Moving to a new and still decidedly rural place, another mountain range greeted me. This range was accompanied by a vast valley floor full of light and shadow. Here, the highs and lows of life presented themselves every day in every changing way. My eyes grew to know and love the changing light on the mountains as they greeted me in the morning and tucked me in at night. I explored these mountains in a new way, simply stepping off the trail and walking for miles with no destination in mind. I often spoke to those mountains, like a friend, and, in lonely moments, they gave me comfort through their stoic presence. “Life goes on” was the reply I received.
I chose to stay in-state for college to study Art in Montana – the first meaningful decision of my adult life. With tentative steps and alongside new friends, I explored a new range in a new way. This range was ENDLESS and all around me – a world of possibilities stretching as far as the horizon. These mountains whispered “adventure” in my ear and called me home to them. As I grew to love my partner (of, now, 15 years) my love for the mountains grew with me. The Wild now lived in my heart and each step brought it further and further into my veins. THIS was Home.

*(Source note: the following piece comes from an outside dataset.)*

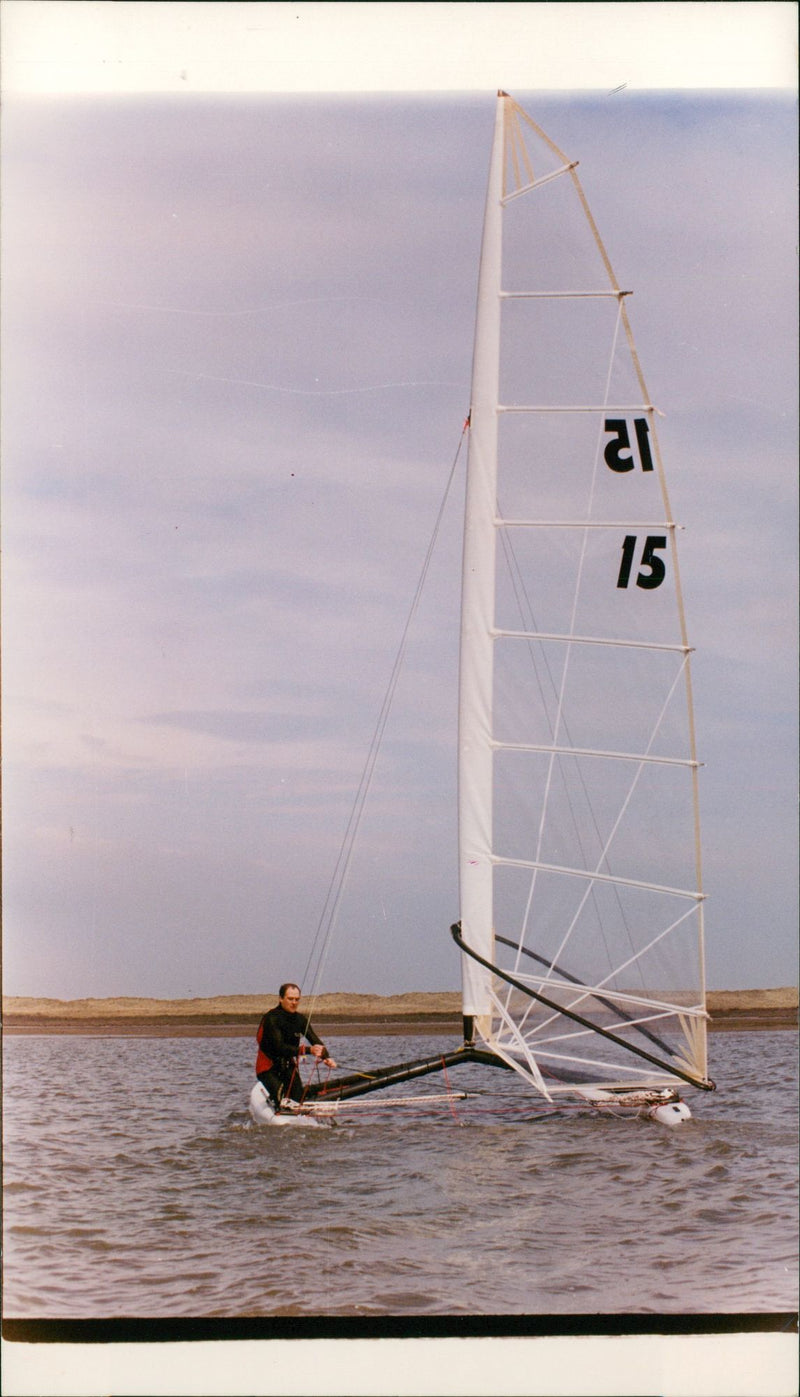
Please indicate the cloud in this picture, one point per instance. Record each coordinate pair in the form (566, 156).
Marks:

Another move sent me to a new set of mountains, which, at first, I called molehills. I didn’t understand the depth of time and glacial ice that had worn these mountains down to rounded mounds of distilled knowledge. I didn’t yet know how the light would play flirtatiously across the hillsides in the evenings, how storms would caress their very edges, how their quiet knowledge would soften my steep edges along the trail. I have come to love these mountains in a way that I wasn’t able to see at the start. Like a soft fog that settles into the valley floor along the riverbanks, my love for this place came over me in a fine mist, clinging to my skin, filling my lungs, and lighting my heart with bird songs.
It was here, in that older range, that my business, Alpine Line Art, got its start. However, the images, the artwork, the mountains of my heart have been with me all along, since before I could walk. In this way, my work in art is a continuation of an old story. I often wonder…what’s over that ridge? What’s around the next bend? Where does that creek flow? It’s the wonder and curiosity, the joy of adventure, the comfort of stillness, the questioning, the learning, a single moment connected to all those that came before, these mountains that stand stoic through time….this is the heart of my work, the start of it all, the end, the beginning, and a continuation of an old song sung by hundreds of hearts in hundreds of places, unique and the same.
I’m looking forward to sharing a little more about my path, the signposts and tools I’ve found along the way, and the thoughts and feelings behind my work. I hope you’ll enjoy following along!